La riserva cognitiva si definisce come la capacità del cervello di compensare il danno cerebrale attraverso l’utilizzo di percorsi neuronali alternativi o strategie cognitive preesistenti. Questa capacità riflette la flessibilità e l’efficienza dei sistemi cerebrali che permettono ad un individuo di mantenere una funzionalità cognitiva ottimale nonostante l’esposizione a fattori di rischio o lesioni cerebrali.

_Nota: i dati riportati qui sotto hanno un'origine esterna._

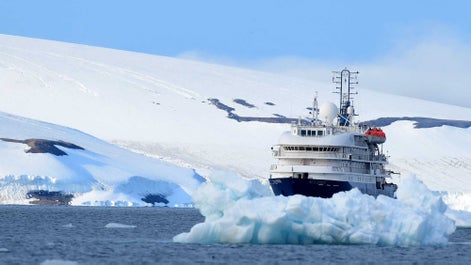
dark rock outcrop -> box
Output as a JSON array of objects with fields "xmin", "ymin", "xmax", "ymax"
[{"xmin": 0, "ymin": 138, "xmax": 84, "ymax": 156}]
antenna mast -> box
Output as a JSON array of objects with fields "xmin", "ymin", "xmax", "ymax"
[{"xmin": 332, "ymin": 68, "xmax": 359, "ymax": 126}]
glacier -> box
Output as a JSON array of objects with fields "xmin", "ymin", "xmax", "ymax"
[
  {"xmin": 0, "ymin": 112, "xmax": 204, "ymax": 206},
  {"xmin": 173, "ymin": 172, "xmax": 456, "ymax": 246}
]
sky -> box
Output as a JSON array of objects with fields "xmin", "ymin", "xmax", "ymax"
[{"xmin": 0, "ymin": 0, "xmax": 471, "ymax": 107}]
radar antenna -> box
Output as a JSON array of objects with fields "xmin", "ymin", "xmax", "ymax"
[{"xmin": 332, "ymin": 68, "xmax": 359, "ymax": 126}]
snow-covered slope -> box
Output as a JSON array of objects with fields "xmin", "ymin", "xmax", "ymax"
[
  {"xmin": 0, "ymin": 112, "xmax": 202, "ymax": 206},
  {"xmin": 0, "ymin": 35, "xmax": 471, "ymax": 205}
]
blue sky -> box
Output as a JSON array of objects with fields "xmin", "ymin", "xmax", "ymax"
[
  {"xmin": 0, "ymin": 0, "xmax": 471, "ymax": 107},
  {"xmin": 0, "ymin": 0, "xmax": 471, "ymax": 61}
]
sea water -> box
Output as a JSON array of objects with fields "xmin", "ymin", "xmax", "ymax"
[{"xmin": 0, "ymin": 206, "xmax": 471, "ymax": 264}]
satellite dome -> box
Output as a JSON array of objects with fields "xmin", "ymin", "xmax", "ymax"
[{"xmin": 319, "ymin": 102, "xmax": 339, "ymax": 124}]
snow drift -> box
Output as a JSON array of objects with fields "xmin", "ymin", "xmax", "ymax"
[
  {"xmin": 0, "ymin": 110, "xmax": 203, "ymax": 206},
  {"xmin": 0, "ymin": 35, "xmax": 471, "ymax": 214}
]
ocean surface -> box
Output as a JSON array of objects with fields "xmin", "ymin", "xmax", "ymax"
[{"xmin": 0, "ymin": 206, "xmax": 471, "ymax": 265}]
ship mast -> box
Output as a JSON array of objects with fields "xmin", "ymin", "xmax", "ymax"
[{"xmin": 332, "ymin": 68, "xmax": 359, "ymax": 126}]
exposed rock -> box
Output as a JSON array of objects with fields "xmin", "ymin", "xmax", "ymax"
[{"xmin": 0, "ymin": 138, "xmax": 84, "ymax": 156}]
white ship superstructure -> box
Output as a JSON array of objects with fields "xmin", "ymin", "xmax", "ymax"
[{"xmin": 269, "ymin": 69, "xmax": 397, "ymax": 198}]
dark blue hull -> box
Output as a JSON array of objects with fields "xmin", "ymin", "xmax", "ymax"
[{"xmin": 269, "ymin": 178, "xmax": 397, "ymax": 198}]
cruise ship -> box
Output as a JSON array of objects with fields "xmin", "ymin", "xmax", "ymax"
[{"xmin": 269, "ymin": 69, "xmax": 397, "ymax": 198}]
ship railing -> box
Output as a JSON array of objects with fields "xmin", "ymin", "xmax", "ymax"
[{"xmin": 276, "ymin": 151, "xmax": 386, "ymax": 162}]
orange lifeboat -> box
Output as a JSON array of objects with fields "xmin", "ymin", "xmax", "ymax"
[{"xmin": 365, "ymin": 128, "xmax": 386, "ymax": 144}]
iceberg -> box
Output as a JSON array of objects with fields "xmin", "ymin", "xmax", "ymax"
[{"xmin": 173, "ymin": 172, "xmax": 456, "ymax": 246}]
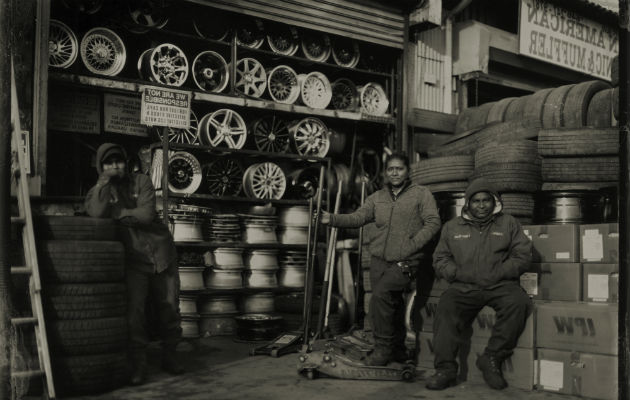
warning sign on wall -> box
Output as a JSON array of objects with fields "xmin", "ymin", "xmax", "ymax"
[
  {"xmin": 103, "ymin": 93, "xmax": 149, "ymax": 136},
  {"xmin": 140, "ymin": 86, "xmax": 192, "ymax": 129}
]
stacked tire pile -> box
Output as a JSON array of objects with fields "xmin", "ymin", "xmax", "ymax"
[{"xmin": 36, "ymin": 217, "xmax": 128, "ymax": 394}]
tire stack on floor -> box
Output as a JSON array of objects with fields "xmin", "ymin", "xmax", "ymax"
[{"xmin": 35, "ymin": 217, "xmax": 128, "ymax": 394}]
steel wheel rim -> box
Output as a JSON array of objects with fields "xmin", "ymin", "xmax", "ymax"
[
  {"xmin": 142, "ymin": 43, "xmax": 188, "ymax": 86},
  {"xmin": 192, "ymin": 51, "xmax": 230, "ymax": 93},
  {"xmin": 331, "ymin": 78, "xmax": 359, "ymax": 110},
  {"xmin": 246, "ymin": 162, "xmax": 287, "ymax": 200},
  {"xmin": 360, "ymin": 82, "xmax": 389, "ymax": 115},
  {"xmin": 201, "ymin": 158, "xmax": 243, "ymax": 196},
  {"xmin": 236, "ymin": 58, "xmax": 267, "ymax": 97},
  {"xmin": 48, "ymin": 19, "xmax": 79, "ymax": 68},
  {"xmin": 267, "ymin": 65, "xmax": 300, "ymax": 104},
  {"xmin": 168, "ymin": 151, "xmax": 201, "ymax": 194},
  {"xmin": 267, "ymin": 26, "xmax": 300, "ymax": 56},
  {"xmin": 155, "ymin": 110, "xmax": 199, "ymax": 144},
  {"xmin": 200, "ymin": 108, "xmax": 247, "ymax": 149},
  {"xmin": 251, "ymin": 115, "xmax": 291, "ymax": 153},
  {"xmin": 300, "ymin": 32, "xmax": 331, "ymax": 62},
  {"xmin": 81, "ymin": 28, "xmax": 127, "ymax": 76},
  {"xmin": 300, "ymin": 72, "xmax": 332, "ymax": 108},
  {"xmin": 332, "ymin": 38, "xmax": 361, "ymax": 68},
  {"xmin": 292, "ymin": 117, "xmax": 330, "ymax": 157}
]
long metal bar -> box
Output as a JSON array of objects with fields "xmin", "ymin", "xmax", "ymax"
[{"xmin": 618, "ymin": 0, "xmax": 630, "ymax": 399}]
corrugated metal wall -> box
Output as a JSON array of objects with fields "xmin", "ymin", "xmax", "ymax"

È influenzata da vari fattori, tra cui l’istruzione, le esperienze di vita, l’occupazione e le attività di arricchimento cognitivo.

La riserva cognitiva è quindi un costrutto teorico che spiega le differenze individuali nella tolleranza ai cambiamenti cerebrali, legati all’età o a patologie, e rappresenta un campo di grande interesse per lo sviluppo di strategie preventive e terapeutiche nelle malattie neurodegenerative.

In altre parole, la riserva cognitiva rappresenta la resilienza mentale di un individuo nel fronteggiare e recuperare un danno cerebrale, come un ictus o la neurodegenerazione. Questo principio ha suscitato l’interesse della comunità scientifica, evidenziando che la riserva cognitiva deriva dalle esperienze vissute nel corso della vita. Studi hanno mostrato che persone con un elevato grado di istruzione o che hanno avuto accesso a contesti stimolanti possiedono una maggiore capacità di adattamento rispetto a chi ha vissuto in condizioni meno favorevoli.

Questa facoltà di adattarsi efficacemente a situazioni avverse sta influenzando l’approccio alla prevenzione e al trattamento delle patologie neurodegenerative, portando all’elaborazione di programmi di potenziamento cognitivo in diversi centri clinici, con l’obiettivo di attenuare gli effetti dell’età sulla memoria e ritardare l’evoluzione delle fasi avanzate di demenza.